Note that `rdflib.ClosedNamespaces` are meant to be instantiated and `rdflib.DefinedNameSpaces` are meant to be extended,
which is reflected in `lodkit.ClosedOntologyNamespace` and `lodkit.DefinedOntologyNamespace`.


## Testing Tools
`lodkit.testing_tools` aims to provide general definitions (e.g Graph format options) and [Hypothesis](https://hypothesis.readthedocs.io/en/latest/) strategies useful for testing RDFLib-based Python and code.

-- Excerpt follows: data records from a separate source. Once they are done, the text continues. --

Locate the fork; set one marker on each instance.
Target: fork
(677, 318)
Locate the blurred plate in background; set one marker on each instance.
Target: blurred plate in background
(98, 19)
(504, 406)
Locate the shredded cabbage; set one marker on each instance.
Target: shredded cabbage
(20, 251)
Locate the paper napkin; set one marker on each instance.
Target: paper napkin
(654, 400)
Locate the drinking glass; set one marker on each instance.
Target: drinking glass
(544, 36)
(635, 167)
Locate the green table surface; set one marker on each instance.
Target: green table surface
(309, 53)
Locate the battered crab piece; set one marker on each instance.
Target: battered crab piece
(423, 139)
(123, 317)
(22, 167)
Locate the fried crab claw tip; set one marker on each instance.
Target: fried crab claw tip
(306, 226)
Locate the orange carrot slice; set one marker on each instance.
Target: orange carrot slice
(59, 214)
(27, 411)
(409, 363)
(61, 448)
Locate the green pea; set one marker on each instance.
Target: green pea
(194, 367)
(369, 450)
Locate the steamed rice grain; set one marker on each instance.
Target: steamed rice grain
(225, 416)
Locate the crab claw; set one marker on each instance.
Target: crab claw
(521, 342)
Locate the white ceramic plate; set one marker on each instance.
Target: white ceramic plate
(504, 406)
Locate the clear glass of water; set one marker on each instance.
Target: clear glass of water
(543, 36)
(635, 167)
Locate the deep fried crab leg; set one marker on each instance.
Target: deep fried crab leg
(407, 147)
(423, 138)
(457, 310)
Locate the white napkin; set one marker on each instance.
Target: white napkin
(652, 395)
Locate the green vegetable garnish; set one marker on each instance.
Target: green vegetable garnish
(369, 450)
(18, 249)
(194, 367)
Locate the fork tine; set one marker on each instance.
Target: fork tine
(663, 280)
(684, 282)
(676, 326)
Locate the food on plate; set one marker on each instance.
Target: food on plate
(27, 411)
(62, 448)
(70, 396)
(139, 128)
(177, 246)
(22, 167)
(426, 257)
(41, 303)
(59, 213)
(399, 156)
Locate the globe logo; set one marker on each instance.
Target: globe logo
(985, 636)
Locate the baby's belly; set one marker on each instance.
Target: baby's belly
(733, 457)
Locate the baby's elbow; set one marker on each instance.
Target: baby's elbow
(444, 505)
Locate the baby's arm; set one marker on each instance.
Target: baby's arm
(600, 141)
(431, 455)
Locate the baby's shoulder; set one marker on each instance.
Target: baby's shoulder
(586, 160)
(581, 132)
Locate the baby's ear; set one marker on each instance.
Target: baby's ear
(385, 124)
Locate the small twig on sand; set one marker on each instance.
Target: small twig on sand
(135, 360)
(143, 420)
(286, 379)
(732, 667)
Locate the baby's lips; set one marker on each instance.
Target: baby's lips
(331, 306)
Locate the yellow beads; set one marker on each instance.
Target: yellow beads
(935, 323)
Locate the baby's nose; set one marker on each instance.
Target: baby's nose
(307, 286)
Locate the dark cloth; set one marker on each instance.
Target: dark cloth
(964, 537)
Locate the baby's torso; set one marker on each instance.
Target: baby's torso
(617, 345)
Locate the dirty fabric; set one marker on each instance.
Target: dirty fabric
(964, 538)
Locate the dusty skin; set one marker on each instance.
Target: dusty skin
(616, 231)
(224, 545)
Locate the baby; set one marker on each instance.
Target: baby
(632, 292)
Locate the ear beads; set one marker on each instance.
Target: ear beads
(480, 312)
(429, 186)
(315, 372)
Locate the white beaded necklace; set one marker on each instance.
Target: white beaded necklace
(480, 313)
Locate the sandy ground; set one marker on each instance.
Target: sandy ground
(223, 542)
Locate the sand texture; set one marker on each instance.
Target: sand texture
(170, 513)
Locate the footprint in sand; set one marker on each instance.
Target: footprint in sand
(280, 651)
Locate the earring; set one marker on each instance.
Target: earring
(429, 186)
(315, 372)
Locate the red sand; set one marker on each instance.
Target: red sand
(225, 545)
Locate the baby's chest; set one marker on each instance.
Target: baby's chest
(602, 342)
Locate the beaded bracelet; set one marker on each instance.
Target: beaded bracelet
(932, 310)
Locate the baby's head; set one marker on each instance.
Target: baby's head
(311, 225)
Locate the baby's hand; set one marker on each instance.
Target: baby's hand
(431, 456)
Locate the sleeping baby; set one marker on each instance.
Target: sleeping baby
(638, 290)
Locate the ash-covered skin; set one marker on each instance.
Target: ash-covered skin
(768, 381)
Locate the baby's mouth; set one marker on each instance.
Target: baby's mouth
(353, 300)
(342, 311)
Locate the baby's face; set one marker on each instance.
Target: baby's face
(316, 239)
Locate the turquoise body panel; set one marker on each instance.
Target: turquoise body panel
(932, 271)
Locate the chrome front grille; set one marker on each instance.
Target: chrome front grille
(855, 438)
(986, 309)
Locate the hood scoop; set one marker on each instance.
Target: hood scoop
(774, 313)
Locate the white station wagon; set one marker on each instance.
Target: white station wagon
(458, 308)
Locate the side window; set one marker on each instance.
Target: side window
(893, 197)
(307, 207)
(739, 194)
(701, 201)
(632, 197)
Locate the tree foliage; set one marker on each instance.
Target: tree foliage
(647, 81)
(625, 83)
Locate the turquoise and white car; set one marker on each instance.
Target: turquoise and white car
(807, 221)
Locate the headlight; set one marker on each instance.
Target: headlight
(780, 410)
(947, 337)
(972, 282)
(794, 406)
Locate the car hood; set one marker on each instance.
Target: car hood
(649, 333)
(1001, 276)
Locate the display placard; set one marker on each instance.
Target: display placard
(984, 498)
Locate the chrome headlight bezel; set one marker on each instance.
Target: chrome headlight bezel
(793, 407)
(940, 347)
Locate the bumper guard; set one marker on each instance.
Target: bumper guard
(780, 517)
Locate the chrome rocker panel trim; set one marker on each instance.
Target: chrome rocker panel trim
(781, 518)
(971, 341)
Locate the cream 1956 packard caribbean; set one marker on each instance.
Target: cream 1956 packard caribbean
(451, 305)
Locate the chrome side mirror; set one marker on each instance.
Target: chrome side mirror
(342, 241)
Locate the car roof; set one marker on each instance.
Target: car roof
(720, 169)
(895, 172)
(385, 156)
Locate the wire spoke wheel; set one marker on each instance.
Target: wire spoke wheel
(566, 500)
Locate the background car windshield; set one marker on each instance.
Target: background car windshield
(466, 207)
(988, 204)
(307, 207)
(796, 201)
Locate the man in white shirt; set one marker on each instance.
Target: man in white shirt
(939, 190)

E.g. the `TripleStrategies.triples` strategy generates random triples utilizing all permissible subject, predicate and object types including lang-tagged and xsd-typed literals.
The following uses the triples strategies together with a Hypothesis strategy to create random graphs:

```python
from hypothesis import given, strategies as st
from lodkit import tst
from rdflib import Graph


@given(triples=st.lists(tst.triples, min_size=1, max_size=10))
def test_some_function(triples):
    graph = Graph()
    for triple in triples:
        graph.add(triple)

    assert len(graph) == len(triples)
```

The strategy generates up to 100 (by default, see [settings](https://hypothesis.readthedocs.io/en/latest/settings.html)) lists of 1-10 `tuple[_TripleSubject, URIRef, _TripleObject]` and passes them to the test function.

> Warning: The API of lodkit.tesing_tools is very likely to change soon! Strategies should be module-level callables and not properties of a Singleton.